Борис сумрачно предупредил меня, что женщин усадят en bloc, а то и вовсе на кухне (возможно, вместе с отправленными туда пораньше детьми). Но нет – обедали мы на стандартный двуполый манер. За круглым столом нас сидело двенадцать человек, и если считать, что я оказался на шестичасовой отметке, то Долль занял одиннадцати-, а Ханна двухчасовую (технически мы с ней могли бы переплести наши ноги, но, предприми я такую попытку, контакт с креслом сохранил бы лишь мой затылок). По одну руку от меня восседала Норберта Уль, по другую – Алиса Зайссер. Повязавшие головы белыми платочками служанка Бронислава и еще одна, добавочная, Альбинка, длинными святочными спичками зажгли свечи. Я сказал:

– Добрый вечер, дамы. Добрый вечер, госпожа Уль. Добрый вечер, госпожа Зайссер.

– Спасибо, мой господин. Конечно, мой господин, – ответила Алиса.

За супом в этих краях было принято беседовать с женщинами; потом, когда заводился общий разговор, предполагалось, что они будут все больше помалкивать (обратившись в своего рода набивочный материал, в амортизаторы).
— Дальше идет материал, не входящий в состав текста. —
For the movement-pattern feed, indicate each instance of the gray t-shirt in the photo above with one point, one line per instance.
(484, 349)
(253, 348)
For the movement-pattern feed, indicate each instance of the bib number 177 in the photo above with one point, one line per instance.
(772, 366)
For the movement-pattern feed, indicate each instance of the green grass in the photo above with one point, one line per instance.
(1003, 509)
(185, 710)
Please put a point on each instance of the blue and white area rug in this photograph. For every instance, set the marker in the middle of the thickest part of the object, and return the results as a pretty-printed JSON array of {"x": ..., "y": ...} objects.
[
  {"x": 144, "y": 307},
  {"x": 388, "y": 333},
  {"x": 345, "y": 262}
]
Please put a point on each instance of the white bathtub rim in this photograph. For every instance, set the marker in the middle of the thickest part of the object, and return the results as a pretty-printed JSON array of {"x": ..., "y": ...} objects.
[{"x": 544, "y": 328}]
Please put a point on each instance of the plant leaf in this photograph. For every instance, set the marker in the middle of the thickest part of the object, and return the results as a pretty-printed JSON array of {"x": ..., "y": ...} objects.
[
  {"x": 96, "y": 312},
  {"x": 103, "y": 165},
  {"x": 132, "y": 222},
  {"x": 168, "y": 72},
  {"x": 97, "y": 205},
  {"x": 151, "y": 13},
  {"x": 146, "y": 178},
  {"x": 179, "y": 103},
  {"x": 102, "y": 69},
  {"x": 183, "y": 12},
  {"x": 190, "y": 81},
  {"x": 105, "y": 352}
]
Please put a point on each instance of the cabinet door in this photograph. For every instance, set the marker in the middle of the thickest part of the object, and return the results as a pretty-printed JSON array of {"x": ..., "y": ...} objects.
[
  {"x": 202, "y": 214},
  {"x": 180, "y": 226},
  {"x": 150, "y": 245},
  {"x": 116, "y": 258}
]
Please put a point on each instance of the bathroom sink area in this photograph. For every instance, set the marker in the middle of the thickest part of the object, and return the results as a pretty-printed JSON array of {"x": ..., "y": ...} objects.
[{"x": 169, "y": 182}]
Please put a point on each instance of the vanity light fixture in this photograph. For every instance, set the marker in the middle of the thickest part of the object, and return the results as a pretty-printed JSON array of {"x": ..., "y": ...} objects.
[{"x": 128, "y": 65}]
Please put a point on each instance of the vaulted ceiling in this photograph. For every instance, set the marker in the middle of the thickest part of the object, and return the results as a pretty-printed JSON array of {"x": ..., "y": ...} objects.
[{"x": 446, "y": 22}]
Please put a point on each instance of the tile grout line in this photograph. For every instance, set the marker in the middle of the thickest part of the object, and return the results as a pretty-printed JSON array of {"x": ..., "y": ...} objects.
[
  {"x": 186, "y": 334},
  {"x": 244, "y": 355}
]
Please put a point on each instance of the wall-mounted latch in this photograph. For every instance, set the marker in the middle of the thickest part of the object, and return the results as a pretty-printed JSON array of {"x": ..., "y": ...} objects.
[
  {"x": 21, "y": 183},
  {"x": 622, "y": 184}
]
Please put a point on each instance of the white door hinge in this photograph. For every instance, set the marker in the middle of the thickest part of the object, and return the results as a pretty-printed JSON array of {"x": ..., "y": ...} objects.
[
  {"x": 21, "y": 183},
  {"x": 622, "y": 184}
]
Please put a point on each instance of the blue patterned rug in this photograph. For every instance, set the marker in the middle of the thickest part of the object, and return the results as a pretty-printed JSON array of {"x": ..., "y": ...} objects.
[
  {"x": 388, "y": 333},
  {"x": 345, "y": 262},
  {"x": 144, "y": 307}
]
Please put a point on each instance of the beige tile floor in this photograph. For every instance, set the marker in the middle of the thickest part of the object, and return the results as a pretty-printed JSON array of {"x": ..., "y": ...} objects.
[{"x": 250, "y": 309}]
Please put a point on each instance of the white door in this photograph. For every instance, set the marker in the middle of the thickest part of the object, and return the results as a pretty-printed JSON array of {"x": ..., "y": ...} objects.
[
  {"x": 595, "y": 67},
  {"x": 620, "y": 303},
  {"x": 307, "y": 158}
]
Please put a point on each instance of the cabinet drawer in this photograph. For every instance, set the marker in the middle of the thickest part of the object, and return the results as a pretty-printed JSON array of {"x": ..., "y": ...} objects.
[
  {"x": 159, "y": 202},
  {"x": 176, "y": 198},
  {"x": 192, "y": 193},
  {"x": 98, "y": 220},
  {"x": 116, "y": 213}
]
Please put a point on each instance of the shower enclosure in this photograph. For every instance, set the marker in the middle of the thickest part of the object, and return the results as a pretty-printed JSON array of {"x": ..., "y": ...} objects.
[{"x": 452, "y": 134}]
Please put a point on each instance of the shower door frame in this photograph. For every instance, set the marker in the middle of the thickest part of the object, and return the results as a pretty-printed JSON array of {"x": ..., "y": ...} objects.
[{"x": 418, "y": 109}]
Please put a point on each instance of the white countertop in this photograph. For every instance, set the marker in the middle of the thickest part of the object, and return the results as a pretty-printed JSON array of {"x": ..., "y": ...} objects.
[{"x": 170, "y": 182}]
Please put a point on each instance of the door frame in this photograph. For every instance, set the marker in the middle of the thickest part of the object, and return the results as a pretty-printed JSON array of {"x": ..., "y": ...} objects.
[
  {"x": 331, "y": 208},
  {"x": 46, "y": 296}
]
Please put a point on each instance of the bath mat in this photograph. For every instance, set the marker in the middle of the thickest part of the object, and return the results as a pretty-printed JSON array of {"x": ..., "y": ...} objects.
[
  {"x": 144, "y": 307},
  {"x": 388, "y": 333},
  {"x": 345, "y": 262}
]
Норберта Уль, низко склонив над скатертью красноватое, разочарованное лицо, хрипло посмеивалась каким-то своим мыслям. И я, не взглянув в сторону двух часов, повернулся от семи к пяти и завел беседу с вдовой:

– Я очень огорчился, госпожа Зайссер, узнав о вашей утрате.

– Да, мой господин, благодарю вас, мой господин.

Лет ей было уже под тридцать; интересная бледность, множество родинок (когда она села и подняла узловатую черную вуаль, у меня возникло ощущение цельности ее натуры). Борис был многоречивым поклонником округлого, малорослого тела Алисы (чьи движения казались этим вечером плавными и живыми, даром что передвигалась она погребальной какой-то поступью). Она поведала мне, в низменных подробностях, о последних часах штабсфельдфебеля.

– Такая глупая смерть, – закончила свой рассказ Алиса.

– Что же, сейчас время великих жертв и…

– Это верно, мой господин. Благодарю вас, мой господин.

Алису Зайссер пригласили сюда не как друга или коллегу, но как почтенную вдову скромного штурмшарфюрера, и она конфузилась, явственно и мучительно. Мне захотелось как-то успокоить ее. И некоторое время я пытался отыскать нечто положительное, какую-то искупительную черту – да, серебристый подбой черной грозовой тучи, какой выглядела кончина Орбарта. Я решил начать со слов о том, что, по крайности, штурмшарфюрер находился во время случившегося с ним несчастья под воздействием сильного обезболивающего – большой, пусть и принятой единственно для подкрепления сил, дозы морфия.

– Он не очень хорошо себя чувствовал в тот день, – сказала Алиса, показав свои кошачьи зубки (белые и тонкие, как бумага). – Вернее, совсем не хорошо.

– Мм. Его работа требовала немалой траты сил.

– Он сказал мне: знаешь, старушка, я не в лучшей форме. Совсем раскис.

Прежде чем отправиться в Кранкенбау за лекарством, штурмшарфюрер Зайссер зашел в «Калифорнию», дабы уворовать там необходимые для его оплаты деньги. А покончив с тем и с другим, вернулся к своему посту на южном краю женского лагеря. Когда он подходил к картофельному складу (в надежде, быть может, передохнуть в тишине и покое), две заключенные покинули строй и побежали к ограде лагеря (форма самоубийства, на удивление редкая), и Зайссер, наведя на них автомат, отважно открыл огонь.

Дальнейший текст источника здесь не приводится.